In letzter Zeit häufen sich in der etablierten Oldtimer-Presse hierzulande die Versuche, technisch unbedeutende und anspruchslos gestaltete Gebrauchtwagen wie den Renault Twingo zu Klassikern der Zukunft hoch zuschreiben. Zum Glück steht diesen hilflos anmutenden Versuchen, eine neue Klientel zu erreichen, in der Klassikerszene ein erfreulicher Trend zu vermehrter Rückwärtsorientierung gegenüber: So verstärkt die zunehmende Dominanz kaum noch von Laien begreifbarer, schwer reparierbarer und materialmäßig wenig dauerhafter Automobile das Interesse an wirklich historischen und erhaltenswerten Fahrzeugen. Dabei kann man die gegenwärtige Hysterie um durchaus klassische, aber massenhaft gebauten Wagen der 1960er und 70er Jahre getrost übergehen.
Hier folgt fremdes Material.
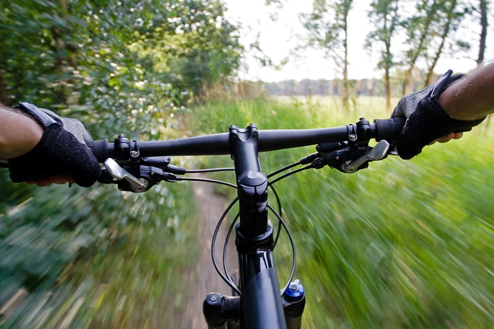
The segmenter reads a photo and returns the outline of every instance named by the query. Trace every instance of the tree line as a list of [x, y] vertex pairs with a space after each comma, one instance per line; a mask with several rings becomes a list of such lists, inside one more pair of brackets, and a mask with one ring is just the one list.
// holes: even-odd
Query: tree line
[[[402, 93], [406, 94], [411, 90], [411, 78], [418, 63], [425, 64], [423, 84], [427, 85], [434, 80], [434, 69], [442, 57], [467, 56], [467, 51], [476, 47], [478, 56], [473, 59], [479, 64], [484, 61], [490, 4], [488, 0], [372, 1], [368, 17], [373, 28], [367, 35], [365, 48], [379, 54], [378, 68], [384, 71], [388, 107], [394, 70], [405, 73]], [[334, 62], [342, 80], [345, 107], [351, 83], [348, 71], [349, 26], [361, 24], [349, 21], [354, 5], [353, 0], [317, 0], [311, 11], [301, 16], [308, 35], [302, 48], [322, 49]], [[405, 51], [396, 50], [397, 45], [405, 46]]]
[[[312, 80], [303, 79], [300, 80], [286, 80], [272, 82], [260, 82], [266, 92], [273, 96], [330, 96], [342, 95], [343, 81], [341, 79], [327, 80], [319, 79]], [[420, 88], [423, 81], [415, 78], [409, 84], [416, 90]], [[350, 97], [359, 96], [384, 96], [386, 90], [382, 79], [349, 79], [348, 94]], [[401, 96], [401, 88], [403, 84], [401, 78], [394, 77], [390, 84], [390, 94], [391, 97]]]

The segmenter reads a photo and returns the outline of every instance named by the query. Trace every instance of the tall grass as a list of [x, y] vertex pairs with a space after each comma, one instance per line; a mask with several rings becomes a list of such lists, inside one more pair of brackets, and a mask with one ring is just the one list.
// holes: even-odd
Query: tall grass
[[[383, 99], [359, 102], [351, 113], [329, 99], [209, 104], [195, 109], [190, 126], [312, 128], [389, 116]], [[326, 168], [276, 184], [306, 288], [305, 328], [494, 326], [493, 137], [480, 127], [411, 160], [389, 157], [353, 175]], [[260, 157], [269, 173], [313, 151]], [[276, 252], [282, 272], [288, 249]]]

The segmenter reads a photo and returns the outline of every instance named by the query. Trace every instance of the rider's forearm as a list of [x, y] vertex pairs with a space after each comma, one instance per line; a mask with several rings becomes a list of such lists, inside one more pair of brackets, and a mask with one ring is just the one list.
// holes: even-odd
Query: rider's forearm
[[477, 120], [494, 112], [494, 63], [454, 82], [441, 94], [439, 104], [456, 120]]
[[41, 139], [43, 129], [31, 118], [0, 104], [0, 159], [20, 156]]

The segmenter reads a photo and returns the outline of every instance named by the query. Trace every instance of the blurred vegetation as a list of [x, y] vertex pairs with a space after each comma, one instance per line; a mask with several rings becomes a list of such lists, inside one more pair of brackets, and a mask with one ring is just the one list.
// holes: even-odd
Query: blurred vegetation
[[[210, 104], [196, 109], [192, 126], [318, 127], [389, 116], [384, 98], [359, 98], [351, 118], [337, 100], [307, 99]], [[312, 170], [275, 184], [297, 247], [306, 328], [492, 328], [493, 135], [485, 123], [412, 160], [390, 157], [353, 175]], [[269, 173], [313, 151], [260, 157]], [[284, 283], [290, 249], [277, 248]]]
[[[197, 135], [251, 122], [305, 128], [389, 116], [377, 97], [356, 98], [349, 118], [335, 98], [231, 97], [250, 95], [245, 85], [212, 95], [232, 78], [243, 51], [217, 1], [2, 5], [0, 101], [78, 118], [95, 139], [121, 132], [169, 138], [177, 116], [187, 126], [179, 133]], [[188, 102], [204, 99], [214, 100], [186, 113]], [[307, 327], [493, 327], [494, 190], [486, 182], [493, 150], [484, 141], [493, 132], [487, 123], [475, 131], [410, 161], [277, 183], [300, 255]], [[261, 163], [269, 172], [312, 151], [262, 154]], [[12, 183], [5, 171], [0, 184], [0, 326], [176, 325], [199, 248], [190, 185], [142, 195], [114, 186], [38, 188]], [[282, 274], [290, 263], [284, 242]]]
[[[76, 117], [94, 139], [169, 138], [187, 102], [238, 67], [223, 5], [2, 1], [0, 102]], [[0, 327], [173, 326], [199, 248], [188, 185], [41, 188], [4, 170], [0, 184]]]

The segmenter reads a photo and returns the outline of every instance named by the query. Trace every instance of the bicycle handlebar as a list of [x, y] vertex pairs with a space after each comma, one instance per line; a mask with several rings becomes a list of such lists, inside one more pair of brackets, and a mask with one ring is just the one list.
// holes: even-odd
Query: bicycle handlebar
[[[368, 122], [368, 136], [365, 137], [392, 143], [405, 121], [404, 118], [393, 118], [376, 119], [373, 123]], [[325, 128], [259, 130], [258, 151], [267, 152], [347, 141], [356, 138], [351, 136], [356, 134], [354, 128], [355, 125], [350, 124]], [[164, 153], [167, 156], [228, 155], [231, 154], [229, 139], [229, 133], [220, 133], [167, 141], [139, 142], [138, 150], [141, 157], [160, 156]], [[94, 141], [89, 146], [100, 162], [108, 158], [128, 158], [128, 154], [119, 152], [120, 149], [125, 147], [128, 149], [128, 146], [121, 146], [116, 142], [109, 143], [108, 140]]]

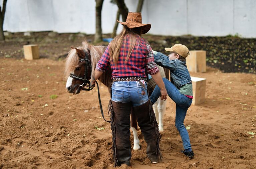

Für den Liebhaber beherrschbarer Technik, langlebiger Materialien und archaischer Anmutung ist der weit stärker ausgedünnte Bestand an Vorkriegsfahrzeugen deutlich interessanter – hier sind die echten Raritäten zu finden, die Kennerschaft und Leidenschaft gleichermaßen fordern. Und damit sind keineswegs nur Vehikel der 1920er und 30er Jahre gemeint, die häufig bereits in industriellem Maßstab gefertigt wurden. Allmählich wieder entdeckt wird vielmehr die noch faszinierendere Welt der inzwischen über hundertjährigen Manufaktur-Automobile aus der Zeit vor dem Ersten Weltkrieg mit ihrer heute kaum vorstellbaren Vielfalt an Marken und Modellen, aber auch ästhetisch wie technisch eigenwilligen Lösungen.
In Deutschland sind zwei Initiativen besonders hervorzuheben, die diese hochinteressanten und raren Vertreter der automobilen Frühzeit wieder ins Rampenlicht rücken. Am Niederrhein findet 2015 zum dritten Mal die Kronprinz Wilhelm Rasanz statt, an der vornehmlich Autos bis 1918 teilnehmen.
Und in Dresden hat der Erfolg der 2014 erstmals abgehaltenen Saxonia 100 die Hoffnungen auf weitere Treffen hundertjähriger Automobile und Motorräder in Aktion geweckt.
Wie so oft, wenn es um Veteranen geht, sind unsere britischen Nachbarn schon etwas länger in dieser Hinsicht tätig. Von einer bloß musealen Präsentation wirklich historischer Autos und Motorräder, wie sie bei uns bis in die 1970er Jahre vorherrschte, haben die Engländer zu keiner Zeit etwas gehalten. Das zeigt schon die nie unterbrochene Tradition der Hillclimbs, bei denen Automobile der Vorkriegszeit lustvoll durchs Gelände geprügelt wurden und werden. Dergleichen Schlammschlachten, für die sich auf der Insel übrigens auch Frauen und junge Leute in Scharen begeistern, erscheinen im Heimatland von Hochdruckreiniger und Laubblasgerät nach wie vor schwer vorstellbar, schon gar nicht mit überrestaurierten historischen Gefährten.
Für die englische Philosophie eines beherzten Umgangs mit den Zeugen der automobilen Vergangenheit steht nun auch eine neue ins Leben gerufene Zuverlässigkeitsfahrt. So findet im Juni 2016 erstmals eine Rallye über sage und schreibe 1100 Meilen statt, zu der nur Automobile aus der Zeit vor 1919 zugelassen sind. Die Strecke führt vom äußersten südwestlichen Zipfel Britanniens, Land’s End, quer durch die schönsten Landschaften Englands bis an den nördlichsten Punkt der Insel, John O’Groats. Die Fahrt ist in elf Etappen unterteilt und bedeutet gewiss nicht nur für die alten Fahrzeuge härteste Anforderungen, sondern wird auch deren moderne Fahrer so beanspruchen, wie das im Alltag vor 100 Jahren der Fall war.
Zwar führt die Strecke durch dünn besiedelte Regionen und meidet stark befahrene Straßen, dennoch ist bei einer solchen Distanz unweigerlich mit Komplikationen in Form von Materialermüdung und Defekten zu rechnen. Dennoch dürfte die Aussicht, an dieser wahrhaft exklusiven Rallye für lediglich 40 rund hundertjährige Fahrzeuge teilnehmen zu können, für genügend Enthusiasten verlockend sein. So darf man gespannt sein, welche Fahrzeuge letztlich im kommenden Jahr an den Start gehen und wie sich Mensch und Maschine bei dieser Gewalttour schlagen werden. Die Organisation der Veranstaltung Veteran End to End 2016 liegt in bewährten Händen und wird unter anderem vom Bugatti Owners Club unterstützt.
Auf jeden Fall handelt es sich um eine echte Bereicherung der an außergewöhnlichen Veranstaltungen nicht gerade armen britischen Veteranenszene. Man wünscht sich, dass der Sportsgeist und Optimismus, mit dem unsere britischen Nachbarn solche Herausforderungen angehen, auch hierzulande Freunde echter Veteranen zu weiteren Taten anspornt.